#' Mutating joins
#'
#' @description
#' The mutating joins add columns from `y` to `x`, matching rows based on the
#' keys:
#'
#' * `inner_join()`: includes all rows in `x` and `y`.
#' * `left_join()`: includes all rows in `x`.
#' * `right_join()`: includes all rows in `y`.
#' * `full_join()`: includes all rows in `x` or `y`.
#'
#' If a row in `x` matches multiple rows in `y`, all the rows in `y` will be returned
#' once for each matching row in `x`.
#'
#' @return
#' An object of the same type as `x`. The order of the rows and columns of `x`
#' is preserved as much as possible. The output has the following properties:
#'
#' * For `inner_join()`, a subset of `x` rows.
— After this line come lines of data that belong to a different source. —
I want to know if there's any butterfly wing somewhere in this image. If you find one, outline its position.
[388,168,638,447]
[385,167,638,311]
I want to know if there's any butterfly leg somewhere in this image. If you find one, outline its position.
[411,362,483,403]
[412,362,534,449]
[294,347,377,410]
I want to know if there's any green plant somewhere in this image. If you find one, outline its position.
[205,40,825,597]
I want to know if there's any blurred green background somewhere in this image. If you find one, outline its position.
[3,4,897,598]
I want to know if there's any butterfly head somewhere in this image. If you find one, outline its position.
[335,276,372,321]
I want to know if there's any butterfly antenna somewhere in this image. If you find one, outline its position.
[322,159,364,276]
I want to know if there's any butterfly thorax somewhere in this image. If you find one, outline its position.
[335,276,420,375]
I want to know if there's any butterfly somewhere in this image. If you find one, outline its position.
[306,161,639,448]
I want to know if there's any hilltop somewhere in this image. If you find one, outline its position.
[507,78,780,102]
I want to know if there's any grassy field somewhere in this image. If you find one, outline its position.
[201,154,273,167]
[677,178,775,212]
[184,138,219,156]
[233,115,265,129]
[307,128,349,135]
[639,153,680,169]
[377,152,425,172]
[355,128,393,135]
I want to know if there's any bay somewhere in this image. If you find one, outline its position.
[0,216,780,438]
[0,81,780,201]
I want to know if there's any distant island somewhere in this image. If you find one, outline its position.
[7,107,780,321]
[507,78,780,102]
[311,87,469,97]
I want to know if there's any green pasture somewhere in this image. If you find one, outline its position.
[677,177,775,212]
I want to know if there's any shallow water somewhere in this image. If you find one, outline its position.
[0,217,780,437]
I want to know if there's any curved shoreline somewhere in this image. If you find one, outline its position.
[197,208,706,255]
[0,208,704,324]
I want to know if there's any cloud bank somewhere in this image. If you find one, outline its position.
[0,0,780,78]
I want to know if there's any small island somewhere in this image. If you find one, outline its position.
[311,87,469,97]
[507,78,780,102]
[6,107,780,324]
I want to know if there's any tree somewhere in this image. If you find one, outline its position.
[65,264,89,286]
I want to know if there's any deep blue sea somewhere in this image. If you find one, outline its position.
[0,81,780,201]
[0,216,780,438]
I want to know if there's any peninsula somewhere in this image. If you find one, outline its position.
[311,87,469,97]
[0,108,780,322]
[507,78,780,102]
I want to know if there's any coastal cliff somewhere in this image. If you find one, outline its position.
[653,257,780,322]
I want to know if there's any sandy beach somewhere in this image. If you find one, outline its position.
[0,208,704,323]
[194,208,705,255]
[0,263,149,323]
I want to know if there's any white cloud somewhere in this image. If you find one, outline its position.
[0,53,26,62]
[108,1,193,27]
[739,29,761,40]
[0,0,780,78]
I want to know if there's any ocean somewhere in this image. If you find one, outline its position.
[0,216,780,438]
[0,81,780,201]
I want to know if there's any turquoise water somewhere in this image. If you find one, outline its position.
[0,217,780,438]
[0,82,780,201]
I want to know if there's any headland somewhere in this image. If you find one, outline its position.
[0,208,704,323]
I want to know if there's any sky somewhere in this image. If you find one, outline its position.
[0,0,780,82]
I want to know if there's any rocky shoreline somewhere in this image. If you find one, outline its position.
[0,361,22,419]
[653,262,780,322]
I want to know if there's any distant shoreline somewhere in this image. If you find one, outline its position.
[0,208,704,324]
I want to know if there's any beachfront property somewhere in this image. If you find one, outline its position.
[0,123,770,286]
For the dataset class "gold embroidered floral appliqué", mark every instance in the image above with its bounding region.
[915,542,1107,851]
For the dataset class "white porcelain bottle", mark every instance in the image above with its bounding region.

#' For `left_join()`, all `x` rows.
#' For `right_join()`, a subset of `x` rows, followed by unmatched `y` rows.
#' For `full_join()`, all `x` rows, followed by unmatched `y` rows.
#' * For all joins, rows will be duplicated if one or more rows in `x` matches
#' multiple rows in `y`.
#' * Output columns include all `x` columns and all `y` columns. If columns in
#' `x` and `y` have the same name (and aren't included in `by`), `suffix`es are
#' added to disambiguate.
#' * Output columns included in `by` are coerced to common type across
#' `x` and `y`.
#' * Groups are taken from `x`.
#' @section Methods:
#' These functions are **generic**s, which means that packages can provide
#' implementations (methods) for other classes. See the documentation of
#' individual methods for extra arguments and differences in behaviour.
#'
#' Methods available in currently loaded packages:
#'
#' * `inner_join()`: \Sexpr[stage=render,results=rd]{dplyr:::methods_rd("inner_join")}.
#' * `left_join()`: \Sexpr[stage=render,results=rd]{dplyr:::methods_rd("left_join")}.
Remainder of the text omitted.